Kadrosuna rağmen fragmanları merakımı uyandırmamıştı ama hazır boşken bakayım dedim ve maalesef yanılmadım. İlk bölüm iyi kadro toplamanın her zaman iyi dizi oluşturmayacağının sonuçlarından sadece biri olmuş. Sıkıcı, ruhsuz, soğuk ve fazla steril bir dünyası var. Karakterlerle bağ kurmak imkansız ve hal böyle olunca dizi zaten 1-0 geride başlıyor. Ayrıca bahar gelmişken böyle karanlık bir işin başlaması da yanlış zamanlama gibi geliyor zira eylül veya ocak dönemine daha uygun. Oyunculuklar (beklendiği gibi) gayet iyiydi ama senaryo bu kadar mesafeli olunca onlarla da pek bağ kuramadım. Yine de Hasibe Eren'i komedi dışı bir karakterle (Makbule, Gülistan, Pelin ve Şennur'un yeri ayrı) görmek oldukça ilgi çekiciydi ki üstüne düşüp biraz mizah da katarlarsa izlemesi daha keyifli olabilir. Hatta aklı olan onu bu diziden alıp ayrı proje yapar diyeyim ama nerede o ticari zeka.
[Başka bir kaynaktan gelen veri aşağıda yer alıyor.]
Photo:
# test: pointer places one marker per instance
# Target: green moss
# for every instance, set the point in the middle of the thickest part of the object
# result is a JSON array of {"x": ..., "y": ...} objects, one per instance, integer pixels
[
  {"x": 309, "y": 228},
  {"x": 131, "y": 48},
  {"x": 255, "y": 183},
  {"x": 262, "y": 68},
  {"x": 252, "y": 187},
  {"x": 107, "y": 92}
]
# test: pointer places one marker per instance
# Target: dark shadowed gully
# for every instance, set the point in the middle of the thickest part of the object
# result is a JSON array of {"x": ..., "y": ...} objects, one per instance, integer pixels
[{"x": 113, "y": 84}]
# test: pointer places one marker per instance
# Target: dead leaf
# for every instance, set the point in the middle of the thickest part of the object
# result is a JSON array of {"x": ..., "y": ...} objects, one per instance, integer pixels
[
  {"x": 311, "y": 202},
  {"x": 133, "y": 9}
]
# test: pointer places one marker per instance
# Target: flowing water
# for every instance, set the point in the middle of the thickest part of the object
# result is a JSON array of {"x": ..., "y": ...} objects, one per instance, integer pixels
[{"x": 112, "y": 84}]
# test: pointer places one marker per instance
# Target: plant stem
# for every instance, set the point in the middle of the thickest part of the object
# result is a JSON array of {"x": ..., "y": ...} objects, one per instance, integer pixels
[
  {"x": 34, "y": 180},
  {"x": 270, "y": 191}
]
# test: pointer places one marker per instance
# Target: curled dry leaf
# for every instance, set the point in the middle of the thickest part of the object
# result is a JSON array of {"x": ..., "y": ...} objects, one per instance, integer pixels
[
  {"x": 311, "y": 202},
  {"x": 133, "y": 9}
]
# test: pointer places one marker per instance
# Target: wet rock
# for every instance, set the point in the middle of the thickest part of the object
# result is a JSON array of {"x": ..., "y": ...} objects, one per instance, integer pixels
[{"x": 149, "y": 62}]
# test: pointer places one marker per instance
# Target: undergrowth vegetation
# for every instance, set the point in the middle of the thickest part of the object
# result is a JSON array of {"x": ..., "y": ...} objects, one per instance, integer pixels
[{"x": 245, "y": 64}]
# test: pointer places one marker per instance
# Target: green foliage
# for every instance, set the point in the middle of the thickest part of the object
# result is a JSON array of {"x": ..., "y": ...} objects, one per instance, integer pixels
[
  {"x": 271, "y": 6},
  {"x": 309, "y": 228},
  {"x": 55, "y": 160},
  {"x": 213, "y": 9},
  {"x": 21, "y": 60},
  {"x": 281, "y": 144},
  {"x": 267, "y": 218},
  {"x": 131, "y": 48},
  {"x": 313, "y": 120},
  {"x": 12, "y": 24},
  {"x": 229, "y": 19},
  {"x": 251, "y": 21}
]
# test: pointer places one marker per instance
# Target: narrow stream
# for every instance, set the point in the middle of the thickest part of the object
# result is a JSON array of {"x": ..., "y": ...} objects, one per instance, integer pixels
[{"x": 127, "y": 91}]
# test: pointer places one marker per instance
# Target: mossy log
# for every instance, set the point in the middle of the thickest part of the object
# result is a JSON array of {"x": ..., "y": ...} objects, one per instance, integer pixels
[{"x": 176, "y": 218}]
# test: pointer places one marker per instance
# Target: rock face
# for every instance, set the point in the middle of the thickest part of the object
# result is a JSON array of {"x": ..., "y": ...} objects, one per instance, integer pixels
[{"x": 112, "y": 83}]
Başlamadan önce bu dizi ATV'de ne alaka demiştim ama yüz tane suç işlediği bilinmesine rağmen elini kolunu sallayarak dışarıda gezen mafya babası ve yakınını korumak için adaleti yanıltmayı göze alan savcı baba karakterleriyle tam da oraya uygun bir hikaye aslında.
Fakat diziyle ilgili genel düşüncem un var, helva var ama pasta tam pişmemiş şeklinde. Yine de kadroya yazık olmamasını ve ileride daha iyi, akıcı ve zımba gibi bölümler gelmesini isterim zira uyarlamayı yanlış anlayıp işi copy-paste haline getiren Yalancı vakasını tekrar yaşamak istemeyiz. Limon Film Avlu dolayısıyla uyarlamalara az çok alışkın ama yine de pek güven veren bir firma değil maalesef. Dua edelim ki bu diziden ödeme krizi haberleri gelmesin.
Bu arada ölen çocuk Ulan İstanbul'da Hayati'nin oğlunu oynayan çocukmuş ki görünce aradan geçen yıllara hayıflanasım geldi. Yani dizi hala aklımda ama dile kolay üstünden 7-8 sene geçmiş resmen zamanın zalimliği tekrar tekrar suratıma çarptı.
Bölümle ilgili en iyi şey Bu Son Olsun'la bitmesi oldu bu arada.